Sviavano pazienti in dialisi dalle strutture pubbliche a quelle private. È l’accusa contestata a cinque persone, tra imprenditori e dirigenti medici, per cui il gip di Catania ha disposto gli arresti domiciliari. Tra loro, secondo gli inquirenti, anche un imprenditore legato da vincoli di parentela con il boss latitante Matteo Messina Denaro. L’operazione Bloody money della Guardia di finanza è scattata questa mattina. Francesco Messina Denaro, 55 anni, conosciuto come Gianfranco Messina, è procuratore speciale per la Sicilia della Diaverum Italia Srl, società, con sede ad Assago (Milano), che gestisce centri di dialisi in tutta Europa. Nato a Castelvetrano (Trapani). Suo nonno Francesco e il nonno del boss Salvatore, secondo la Procura di Catania, erano fratelli. Agli indagati è contestata l’associazione a delinquere finalizzata al compimento di reati di corruzione e abuso d’ufficio.
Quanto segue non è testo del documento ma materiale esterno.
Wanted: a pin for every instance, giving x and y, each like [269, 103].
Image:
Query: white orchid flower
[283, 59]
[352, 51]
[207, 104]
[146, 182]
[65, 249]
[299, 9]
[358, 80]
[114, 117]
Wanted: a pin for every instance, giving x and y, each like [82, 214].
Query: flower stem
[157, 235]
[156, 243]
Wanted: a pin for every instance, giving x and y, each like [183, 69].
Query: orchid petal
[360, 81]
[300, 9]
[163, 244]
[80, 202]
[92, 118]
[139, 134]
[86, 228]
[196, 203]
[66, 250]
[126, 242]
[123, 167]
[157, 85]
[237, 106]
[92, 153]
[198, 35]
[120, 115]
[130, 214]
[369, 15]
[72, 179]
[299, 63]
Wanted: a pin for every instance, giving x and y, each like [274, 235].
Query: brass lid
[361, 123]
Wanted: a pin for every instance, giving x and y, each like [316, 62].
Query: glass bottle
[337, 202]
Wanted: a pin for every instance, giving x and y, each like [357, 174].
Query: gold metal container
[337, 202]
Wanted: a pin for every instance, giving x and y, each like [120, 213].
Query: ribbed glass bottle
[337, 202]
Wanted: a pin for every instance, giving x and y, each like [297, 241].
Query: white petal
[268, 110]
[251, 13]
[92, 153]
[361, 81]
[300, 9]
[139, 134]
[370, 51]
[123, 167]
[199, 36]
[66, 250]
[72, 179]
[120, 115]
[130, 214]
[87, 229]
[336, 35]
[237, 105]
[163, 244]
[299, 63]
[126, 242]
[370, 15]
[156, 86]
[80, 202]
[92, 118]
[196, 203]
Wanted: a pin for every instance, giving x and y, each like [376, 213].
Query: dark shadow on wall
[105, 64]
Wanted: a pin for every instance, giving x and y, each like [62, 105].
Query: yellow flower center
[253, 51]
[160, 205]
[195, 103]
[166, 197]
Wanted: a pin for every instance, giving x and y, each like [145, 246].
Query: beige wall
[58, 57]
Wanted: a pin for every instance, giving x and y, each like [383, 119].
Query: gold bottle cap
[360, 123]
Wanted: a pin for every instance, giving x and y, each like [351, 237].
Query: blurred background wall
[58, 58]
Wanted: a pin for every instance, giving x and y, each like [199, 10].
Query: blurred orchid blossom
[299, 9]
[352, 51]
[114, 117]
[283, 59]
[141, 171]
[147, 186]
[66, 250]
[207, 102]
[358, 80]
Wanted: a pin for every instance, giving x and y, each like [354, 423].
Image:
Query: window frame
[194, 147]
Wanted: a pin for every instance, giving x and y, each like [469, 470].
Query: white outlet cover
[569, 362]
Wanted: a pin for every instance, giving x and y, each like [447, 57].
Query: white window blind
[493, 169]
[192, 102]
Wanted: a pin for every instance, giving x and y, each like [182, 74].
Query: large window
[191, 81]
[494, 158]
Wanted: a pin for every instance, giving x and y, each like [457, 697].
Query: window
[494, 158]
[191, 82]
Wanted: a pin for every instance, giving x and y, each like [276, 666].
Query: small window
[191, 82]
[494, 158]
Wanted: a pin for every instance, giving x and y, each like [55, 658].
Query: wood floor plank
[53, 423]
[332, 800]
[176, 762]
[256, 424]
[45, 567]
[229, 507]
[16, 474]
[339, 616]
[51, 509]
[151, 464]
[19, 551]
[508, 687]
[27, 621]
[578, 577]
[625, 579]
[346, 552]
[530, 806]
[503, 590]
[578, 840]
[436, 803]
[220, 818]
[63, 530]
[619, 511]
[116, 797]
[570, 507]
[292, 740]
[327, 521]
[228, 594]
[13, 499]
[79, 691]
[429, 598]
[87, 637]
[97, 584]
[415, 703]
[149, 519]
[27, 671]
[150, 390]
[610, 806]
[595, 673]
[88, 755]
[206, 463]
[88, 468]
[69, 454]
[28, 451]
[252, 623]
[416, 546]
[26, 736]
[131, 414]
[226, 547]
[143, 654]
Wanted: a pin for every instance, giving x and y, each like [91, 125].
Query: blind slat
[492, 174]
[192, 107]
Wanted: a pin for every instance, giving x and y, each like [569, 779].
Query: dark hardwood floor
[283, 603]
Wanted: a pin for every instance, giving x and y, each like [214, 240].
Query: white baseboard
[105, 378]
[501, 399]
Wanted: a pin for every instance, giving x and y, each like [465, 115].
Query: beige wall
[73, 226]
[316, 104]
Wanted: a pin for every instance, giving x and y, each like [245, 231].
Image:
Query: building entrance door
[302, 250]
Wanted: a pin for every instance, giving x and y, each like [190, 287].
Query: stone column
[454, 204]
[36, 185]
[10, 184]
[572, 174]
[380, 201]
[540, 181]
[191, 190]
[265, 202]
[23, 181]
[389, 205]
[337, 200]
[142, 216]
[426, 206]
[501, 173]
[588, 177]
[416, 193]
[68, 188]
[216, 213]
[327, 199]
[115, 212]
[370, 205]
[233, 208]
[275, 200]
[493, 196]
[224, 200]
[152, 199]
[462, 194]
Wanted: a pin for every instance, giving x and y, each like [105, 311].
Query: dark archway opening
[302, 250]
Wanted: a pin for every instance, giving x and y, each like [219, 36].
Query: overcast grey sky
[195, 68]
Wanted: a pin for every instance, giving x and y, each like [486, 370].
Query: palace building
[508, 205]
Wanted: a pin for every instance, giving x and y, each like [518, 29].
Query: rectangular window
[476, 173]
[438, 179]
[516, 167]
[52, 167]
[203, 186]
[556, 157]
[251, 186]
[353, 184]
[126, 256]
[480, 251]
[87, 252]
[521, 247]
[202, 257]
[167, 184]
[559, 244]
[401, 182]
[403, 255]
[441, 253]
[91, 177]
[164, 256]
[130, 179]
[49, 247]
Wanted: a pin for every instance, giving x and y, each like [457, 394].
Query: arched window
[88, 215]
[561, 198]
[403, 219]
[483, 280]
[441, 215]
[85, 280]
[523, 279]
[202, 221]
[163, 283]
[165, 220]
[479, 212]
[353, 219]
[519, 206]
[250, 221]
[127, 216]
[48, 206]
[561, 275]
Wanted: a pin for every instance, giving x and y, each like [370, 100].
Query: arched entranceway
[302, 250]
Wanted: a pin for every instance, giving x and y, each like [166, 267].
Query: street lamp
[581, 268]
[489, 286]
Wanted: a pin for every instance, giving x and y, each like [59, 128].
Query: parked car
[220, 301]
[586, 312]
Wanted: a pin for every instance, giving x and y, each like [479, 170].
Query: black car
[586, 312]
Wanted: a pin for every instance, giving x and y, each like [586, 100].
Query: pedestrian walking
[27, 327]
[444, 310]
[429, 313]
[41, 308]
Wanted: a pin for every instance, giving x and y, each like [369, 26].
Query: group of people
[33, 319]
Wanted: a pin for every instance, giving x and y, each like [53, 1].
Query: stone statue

Il procuratore di Catania: “Individuati 40 casi, ma sistema era più vasto”
“Il danno che si fa all’immagine e all’efficienza della sanità pubblica è enorme. Il danno che si fa alla libera concorrenza dei privati è altrettanto grave – dice procuratore di Catania Carmelo Zuccaro in conferenza stampa -. Ciò che noi stigmatizziamo maggiormente è il fatto che dei funzionari di strutture pubbliche non abbiano alcun interesse alla funzionalità dei loro centri ma cerchino addirittura di ridurre l’afflusso dell’utenza per sviarla verso imprese private alla cui gestione erano interessati direttamente o indirettamente e l’assoluta spregiudicatezza, per cui il paziente veniva considerato un cliente, un soggetto sulla cui salute lucrare. Probabilmente avremo anche avuto una riduzione dei costi che l’assessorato regionale alla Sanità avrà assegnato a queste strutture pubbliche in ragione del calo dei pazienti che ricevevano assistenza i queste strutture. Noi riteniamo – continua – che vi sia il coinvolgimento di altri. Abbiamo percepito la consistenza del fenomeno attraverso un anno di indagini e questo ci dà contezza del fatto che certamente il sistema era molto più vasto. Ma su questo quando avremo i risultati ne daremo contezza”. A un cronista che gli ha chiesto quale fosse il volume d’affari del sistema il procuratore ha risposto: “Non è facilmente quantificabile”. “Sappiamo che un paziente dializzato costa circa 40 mila euro l’anno. Sono 40 i pazienti per i quali abbiamo avuto la certezza che fossero stati sviati. Abbiamo soltanto la prova di una porzione del fenomeno complessivo, ma è molto più ampio”.

I dializziati venivano considerati “regali”
Dall’inchiesta emerge anche un trattamento meramente commerciale ai dializzati, che in alcune conversazioni registrate venivano considerati ‘regali’ o ‘numeri da portare’ ed un progressivo e sensibile aumento dei flussi di spesa pubblica erogati per il rimborso delle prestazioni effettuate dai centri privati. Tra gli indagati, riporta l’Ansa, anche Gianpaolo Barone Lumaga, amministratore delegato della Diaverum Italia Srl fino al febbraio scorso.

La società è inserita in un gruppo internazionale di assoluto rilievo operativo in 20 nazioni, 9.000 dipendenti, 29.000 pazienti in cura e con un volume d’affari oltre 580 milioni di euro. L’azione commerciale di Lumaga e di Messina Denaro sarebbe stata apertamente mirata all’espansione dell’azienda nel settore dialitico privato attraverso l’assegnazione di pazienti da strutture pubbliche ma anche mediante la progressiva acquisizione di centri privati operanti in Sicilia, la cui attività era scemata nel tempo in ragione dell’ascesa della Diaverum S.r.l. e de Le Ciminiere, che sarebbero riuscite ad accaparrarsi un numero elevato di pazienti. I manager della Diaverum avrebbero mantenuto costanti contatti con gli interlocutori pubblici e privati in modo da ‘preservare’ il numero degli assistiti e possibilmente farlo incrementare.